La coopérative des cireurs de chaussures de Kampala, en Ouganda, et les coopératives de chauffeurs de taxi en Australie, en Jamaïque, en Nouvelle-Zélande, au Zimbabwe et dans bien d'autres pays sont essentiellement des coopératives de chefs d'entreprise. Des milliers de coopératives de ce type, dans le monde entier, soutiennent les PME de même que les chefs d'entreprise individuels.

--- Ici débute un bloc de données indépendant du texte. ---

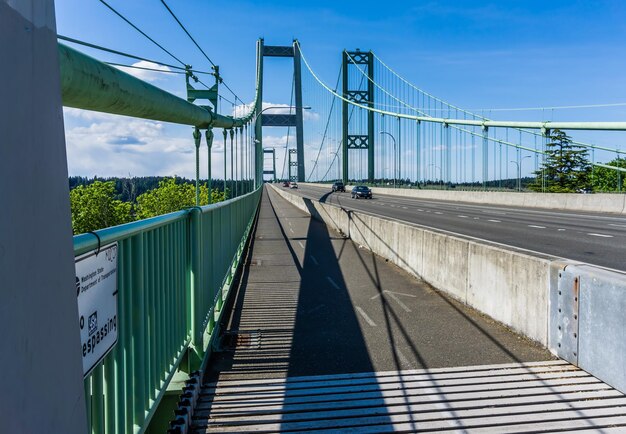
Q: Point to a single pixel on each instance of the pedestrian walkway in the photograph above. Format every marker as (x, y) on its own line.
(518, 397)
(324, 335)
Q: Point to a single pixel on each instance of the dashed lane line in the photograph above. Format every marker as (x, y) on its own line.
(332, 282)
(365, 317)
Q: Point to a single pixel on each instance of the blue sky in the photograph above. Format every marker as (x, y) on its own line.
(474, 54)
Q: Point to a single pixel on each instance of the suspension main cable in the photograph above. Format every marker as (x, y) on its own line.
(141, 31)
(330, 112)
(198, 46)
(121, 53)
(534, 133)
(449, 122)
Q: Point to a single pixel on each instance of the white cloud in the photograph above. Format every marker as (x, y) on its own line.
(144, 74)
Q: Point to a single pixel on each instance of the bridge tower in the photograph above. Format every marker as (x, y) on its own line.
(363, 140)
(283, 120)
(272, 172)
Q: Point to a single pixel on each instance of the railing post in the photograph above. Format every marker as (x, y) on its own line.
(138, 331)
(195, 299)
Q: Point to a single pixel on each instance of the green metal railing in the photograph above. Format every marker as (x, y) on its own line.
(174, 274)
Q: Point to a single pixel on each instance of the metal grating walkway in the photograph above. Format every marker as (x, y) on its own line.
(517, 397)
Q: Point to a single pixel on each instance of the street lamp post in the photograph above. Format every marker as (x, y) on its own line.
(338, 164)
(394, 155)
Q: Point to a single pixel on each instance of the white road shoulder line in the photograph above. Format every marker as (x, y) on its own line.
(397, 300)
(365, 317)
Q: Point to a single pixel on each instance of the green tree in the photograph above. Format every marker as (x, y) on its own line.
(171, 196)
(605, 179)
(566, 168)
(94, 207)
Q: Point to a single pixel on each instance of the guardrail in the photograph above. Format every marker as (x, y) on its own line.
(574, 309)
(174, 274)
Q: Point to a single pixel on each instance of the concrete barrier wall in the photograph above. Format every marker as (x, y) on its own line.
(602, 202)
(510, 286)
(576, 310)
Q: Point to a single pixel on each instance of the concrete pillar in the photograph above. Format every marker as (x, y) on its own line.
(40, 361)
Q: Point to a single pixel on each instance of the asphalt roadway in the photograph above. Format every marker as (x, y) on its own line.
(593, 238)
(311, 302)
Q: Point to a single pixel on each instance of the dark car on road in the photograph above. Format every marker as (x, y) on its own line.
(338, 186)
(361, 191)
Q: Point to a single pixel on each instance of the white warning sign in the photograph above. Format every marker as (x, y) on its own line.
(96, 293)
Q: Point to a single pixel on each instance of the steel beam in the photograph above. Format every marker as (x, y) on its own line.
(297, 71)
(89, 84)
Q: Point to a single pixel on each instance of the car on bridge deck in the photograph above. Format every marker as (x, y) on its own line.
(338, 186)
(361, 191)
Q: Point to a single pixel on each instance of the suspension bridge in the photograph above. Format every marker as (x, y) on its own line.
(437, 306)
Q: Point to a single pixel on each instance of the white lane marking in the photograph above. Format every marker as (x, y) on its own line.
(332, 282)
(365, 317)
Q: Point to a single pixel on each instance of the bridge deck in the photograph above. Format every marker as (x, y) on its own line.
(324, 335)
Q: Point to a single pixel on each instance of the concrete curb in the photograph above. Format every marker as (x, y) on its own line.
(522, 290)
(601, 202)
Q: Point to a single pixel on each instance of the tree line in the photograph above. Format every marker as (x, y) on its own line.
(100, 203)
(567, 169)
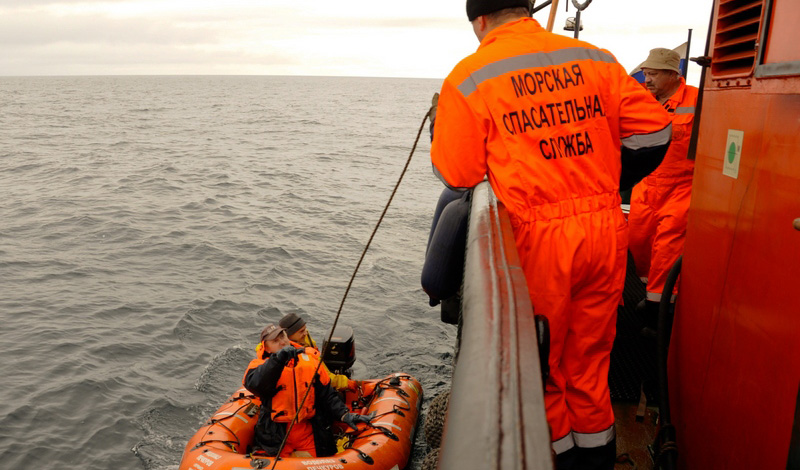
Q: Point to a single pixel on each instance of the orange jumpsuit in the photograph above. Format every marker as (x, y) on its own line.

Les organisations d'employeurs peuvent, ce qu'elles font, encourager la formation, sur le lieu de travail, de coopératives qui fournissent des services spécifiques: épargne et crédit, logement à loyer modéré, distribution de biens de consommation, garde d'enfants, assurance maladie, etc. En aidant les travailleurs à s'organiser pour se procurer les services dont ils ont besoin, les coopératives peuvent non seulement améliorer la qualité de vie de leurs salariés, mais peuvent permettre aux employeurs d'utiliser plus efficacement et plus sélectivement les ressources qu'eux-mêmes affectent à la fourniture de services sociaux. En outre, les employeurs peuvent créer des liens plus solides entre leurs travailleurs et l'organisation qui les emploie. La promotion des coopératives sur le lieu de travail peut permettre d'accroître la satisfaction au travail et faciliter les relations professionnelles. Parmi les types de coopératives mentionnés ci-dessus, beaucoup peuvent être particulièrement intéressants pour les sociétés qui emploient une main-d'œuvre abondante, semi-qualifiée ou non qualifiée, comme les plantations industrielles, les entreprises textiles ou les compagnies minières. C'est le cas par exemple, des coopératives de logement soutenues par la société SOCAPALM (plantation d'huile de palme) au Cameroun, de la coopérative de crédit créée par les salariés de la mine de diamants Selebi Phikwe au Botswana, des boutiques coopératives de consommateurs gérées par les mineurs en Allemagne, et des crèches gérées par les travailleurs des chemins de fer russes.

Les organisations d'employeurs peuvent contribuer à promouvoir les coopératives en créant des services d'appui dans divers domaines du développement de l'entreprise – information, éducation, formation, conseils en management, et autres services. Elles peuvent également aider les micro-entreprises du secteur non structuré à améliorer leur compétitivité et leur rentabilité, et à acquérir une reconnaissance officielle grâce à la création des coopératives.

Les organisations d'employeurs peuvent aussi participer, de concert avec les organisations de travailleurs et autres groupes d'intérêts, aux comités d'entreprise, aux équipes de travail et autres dispositifs en place aux niveaux central et local pour débattre des questions qui ont une incidence sur le secteur coopératif.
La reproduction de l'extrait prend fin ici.